I have been studying and developing an LDA algorithm for classification of sentences since 2022. Sentence-level topic classification allows us to analyze association between topics and other properties such as sentiments within documents. Also, sentence-level analysis has become more common in text analysis in general thanks to highly capable transformer models in recent years.
My research was published in a paper, Seeded Sequential LDA: A Semi-Supervised Algorithm for Topic-Specific Analysis of Sentences in Social Science Computer Review. In this co-authored paper, we applied Seeded Sequential LDA to classify sentences from speeches delivered by delegates at the United Nations General Assembly meetings and presented an example of topic-specific sentiment analysis.
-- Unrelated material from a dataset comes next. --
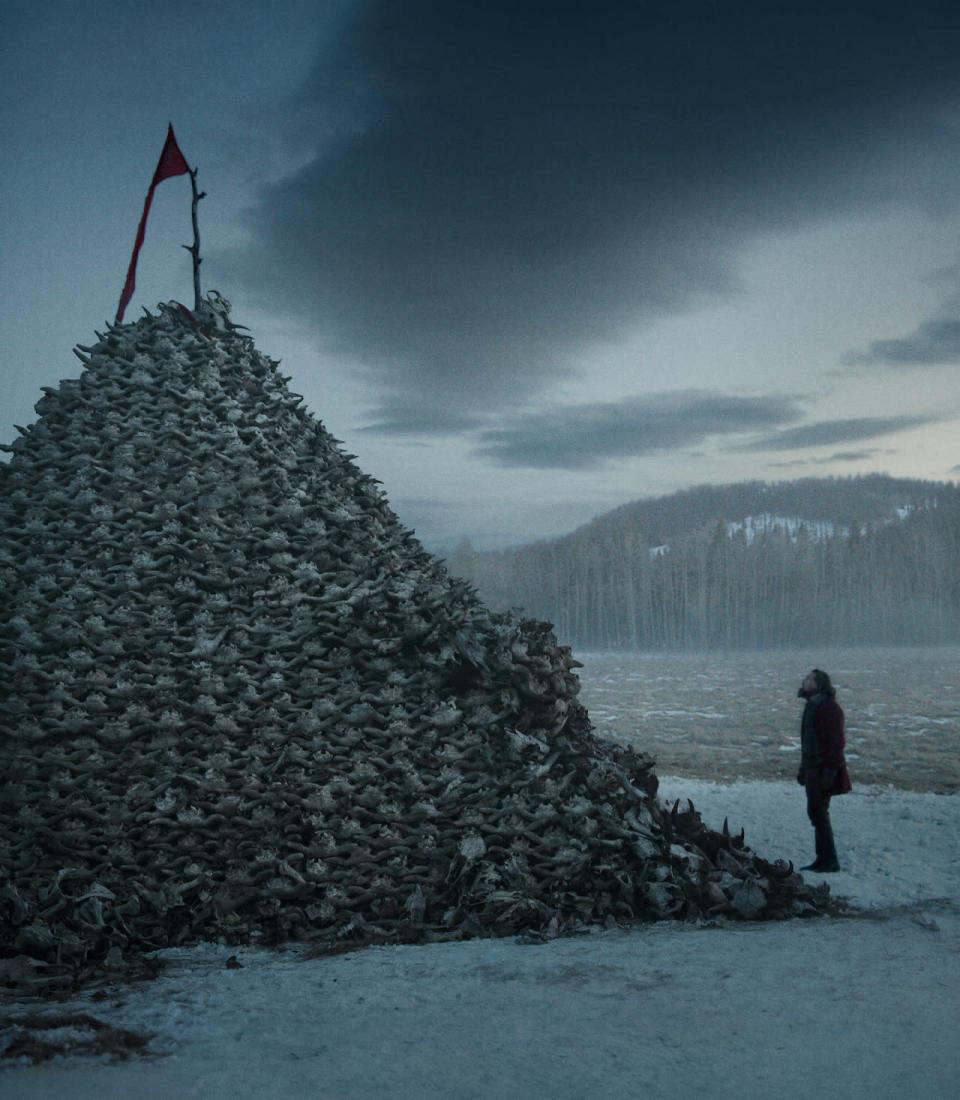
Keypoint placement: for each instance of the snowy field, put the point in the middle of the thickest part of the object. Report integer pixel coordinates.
(862, 1005)
(737, 716)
The plot shows how sentiment on security and development has been for countries from five world regions during the post-Cold War period. We measured sentiment using the Lexicoder Sentiment Dictionary for simplicity, but more sophisticated methods can be combined with topic analysis.
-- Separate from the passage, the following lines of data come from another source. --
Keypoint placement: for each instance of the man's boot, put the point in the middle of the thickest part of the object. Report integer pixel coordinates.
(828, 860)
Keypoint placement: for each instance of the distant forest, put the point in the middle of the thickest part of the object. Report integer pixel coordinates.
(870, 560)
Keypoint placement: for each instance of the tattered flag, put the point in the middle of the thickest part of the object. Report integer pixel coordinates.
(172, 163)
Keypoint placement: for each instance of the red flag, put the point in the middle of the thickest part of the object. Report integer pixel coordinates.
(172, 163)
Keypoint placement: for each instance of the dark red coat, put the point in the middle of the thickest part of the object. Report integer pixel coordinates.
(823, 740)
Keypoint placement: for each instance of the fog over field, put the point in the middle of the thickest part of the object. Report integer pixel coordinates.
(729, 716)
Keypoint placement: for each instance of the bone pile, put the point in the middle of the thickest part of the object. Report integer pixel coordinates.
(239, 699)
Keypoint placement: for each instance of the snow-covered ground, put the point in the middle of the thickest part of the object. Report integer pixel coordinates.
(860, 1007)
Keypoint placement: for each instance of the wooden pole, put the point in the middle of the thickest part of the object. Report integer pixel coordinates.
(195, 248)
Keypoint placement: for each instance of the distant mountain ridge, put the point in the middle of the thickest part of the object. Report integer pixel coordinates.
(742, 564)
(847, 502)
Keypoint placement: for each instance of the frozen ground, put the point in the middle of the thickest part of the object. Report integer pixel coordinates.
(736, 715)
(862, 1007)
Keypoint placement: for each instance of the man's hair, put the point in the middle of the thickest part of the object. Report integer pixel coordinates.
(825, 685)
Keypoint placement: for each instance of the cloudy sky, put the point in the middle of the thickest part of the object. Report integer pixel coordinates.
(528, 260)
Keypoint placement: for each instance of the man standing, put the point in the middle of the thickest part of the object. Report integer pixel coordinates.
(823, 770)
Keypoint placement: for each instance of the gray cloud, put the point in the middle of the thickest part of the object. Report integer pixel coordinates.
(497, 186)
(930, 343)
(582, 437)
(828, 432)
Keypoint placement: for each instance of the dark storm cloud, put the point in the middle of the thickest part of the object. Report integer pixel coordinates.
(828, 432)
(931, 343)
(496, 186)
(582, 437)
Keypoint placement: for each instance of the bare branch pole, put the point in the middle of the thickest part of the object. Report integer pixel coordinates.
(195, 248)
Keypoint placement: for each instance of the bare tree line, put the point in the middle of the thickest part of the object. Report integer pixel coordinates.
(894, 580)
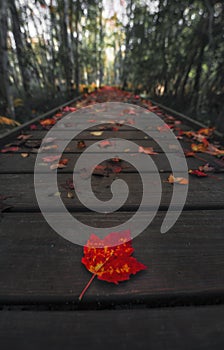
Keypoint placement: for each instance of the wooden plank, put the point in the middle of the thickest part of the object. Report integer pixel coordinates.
(73, 147)
(200, 328)
(16, 131)
(184, 265)
(15, 163)
(122, 132)
(203, 192)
Through above research, I found that it takes too long to analyze increasingly large corpora using LDA. To make topic modeling faster, I implemented algorithms for parallel computing and convergence detection in my seededlda package (v1.0). I tested the algorithms by running them to identify 100 topics in a corpus of 10,000 news articles and described the results in a working paper, Speed Up Topic Modeling: Distributed Computing and Convergence Detection for LDA.
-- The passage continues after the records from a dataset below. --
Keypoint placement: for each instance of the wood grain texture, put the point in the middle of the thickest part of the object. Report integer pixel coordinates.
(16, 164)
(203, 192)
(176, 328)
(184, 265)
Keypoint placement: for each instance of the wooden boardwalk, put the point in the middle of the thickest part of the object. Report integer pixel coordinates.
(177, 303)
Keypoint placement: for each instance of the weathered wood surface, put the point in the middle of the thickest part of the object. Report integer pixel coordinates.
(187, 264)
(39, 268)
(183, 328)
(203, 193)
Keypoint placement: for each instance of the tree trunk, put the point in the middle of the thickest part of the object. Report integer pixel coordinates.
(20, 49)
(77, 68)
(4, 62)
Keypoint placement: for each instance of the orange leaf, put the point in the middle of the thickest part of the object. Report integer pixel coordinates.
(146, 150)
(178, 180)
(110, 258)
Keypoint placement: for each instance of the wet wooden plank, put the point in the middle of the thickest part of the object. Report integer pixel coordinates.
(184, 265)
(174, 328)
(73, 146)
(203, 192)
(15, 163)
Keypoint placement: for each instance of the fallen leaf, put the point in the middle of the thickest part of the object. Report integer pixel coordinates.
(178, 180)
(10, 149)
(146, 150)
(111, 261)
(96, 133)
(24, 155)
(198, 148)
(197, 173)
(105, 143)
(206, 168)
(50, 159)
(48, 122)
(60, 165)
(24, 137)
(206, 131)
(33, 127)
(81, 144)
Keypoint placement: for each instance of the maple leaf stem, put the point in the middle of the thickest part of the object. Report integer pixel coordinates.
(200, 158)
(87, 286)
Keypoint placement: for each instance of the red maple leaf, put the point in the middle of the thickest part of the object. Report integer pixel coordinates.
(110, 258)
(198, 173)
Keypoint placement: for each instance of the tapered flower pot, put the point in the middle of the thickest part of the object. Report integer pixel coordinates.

The next plot shows the execution time fell sharply from 1 processor to 8 processors both in the sequential models (sequential = TRUE) and the non-sequential models thanks to parallel computing. When iterative Gibbs sampling is terminated on convergence (auto_iter = TRUE), the execution time become another 50% shorter in the non-sequential models (sequential = FALSE).
Faster sequential LDA algorithms are very useful not only for topic classification at the sentence-level but also for creation of sentence vectors as summaries of their content. Once sentence vectors are created, other machine learning methods could applied to the textual data easily.